Pierre Achkar
2025
From Keyterms to Context: Exploring Topic Description Generation in Scientific Corpora
Pierre Achkar
|
Satiyabooshan Murugaboopathy
|
Anne Kreuter
|
Tim Gollub
|
Martin Potthast
|
Yuri Campbell
Proceedings of The 5th New Frontiers in Summarization Workshop
Topic models represent topics as ranked term lists, which are often hard to interpret in scientific domains. We explore Topic Description for Scientific Corpora, an approach to generating structured summaries for topic-specific document sets.

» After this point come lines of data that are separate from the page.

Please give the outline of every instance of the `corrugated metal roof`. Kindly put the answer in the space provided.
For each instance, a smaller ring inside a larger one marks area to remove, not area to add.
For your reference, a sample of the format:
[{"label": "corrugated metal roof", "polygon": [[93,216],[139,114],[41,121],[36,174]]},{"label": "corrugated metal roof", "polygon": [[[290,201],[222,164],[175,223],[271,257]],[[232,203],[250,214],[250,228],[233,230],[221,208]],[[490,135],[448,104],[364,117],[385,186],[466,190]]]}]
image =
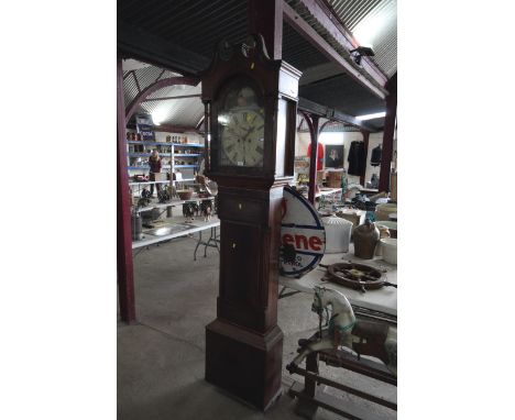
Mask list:
[{"label": "corrugated metal roof", "polygon": [[371,44],[373,62],[388,76],[397,71],[397,0],[327,0],[360,44]]},{"label": "corrugated metal roof", "polygon": [[[128,75],[128,73],[132,73]],[[178,73],[163,70],[155,66],[125,71],[123,80],[123,92],[125,106],[128,106],[139,93],[138,85],[143,90],[157,80],[180,76]],[[138,85],[134,76],[138,78]],[[197,95],[201,92],[201,85],[175,85],[151,93],[146,99],[156,99],[174,96]],[[200,98],[168,99],[161,101],[142,102],[135,113],[158,113],[161,122],[168,125],[194,128],[204,115],[204,104]]]}]

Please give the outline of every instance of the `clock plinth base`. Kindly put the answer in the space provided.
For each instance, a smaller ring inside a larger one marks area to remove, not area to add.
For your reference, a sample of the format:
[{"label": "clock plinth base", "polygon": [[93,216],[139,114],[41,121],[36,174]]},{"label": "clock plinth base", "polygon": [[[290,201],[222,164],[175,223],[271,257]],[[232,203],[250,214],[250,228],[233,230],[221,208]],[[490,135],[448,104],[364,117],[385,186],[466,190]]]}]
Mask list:
[{"label": "clock plinth base", "polygon": [[262,335],[220,319],[206,327],[206,380],[265,411],[281,394],[283,332]]}]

We propose and investigate two LLM-based pipelines: Selective Context Summarisation (SCS), which uses maximum marginal relevance to select representative documents; and Compressed Context Summarisation (CCS), a hierarchical approach that compresses document sets through iterative summarisation. We evaluate both methods using SUPERT and multi-model LLM-as-a-Judge across three topic modeling backbones and three scientific corpora. Our preliminary results suggest that SCS tends to outperform CCS in quality and robustness, while CCS shows potential advantages on larger topics. Our findings highlight interesting trade-offs between selective and compressed strategies for topic-level summarisation in scientific domains. We release code and data for two of the three datasets.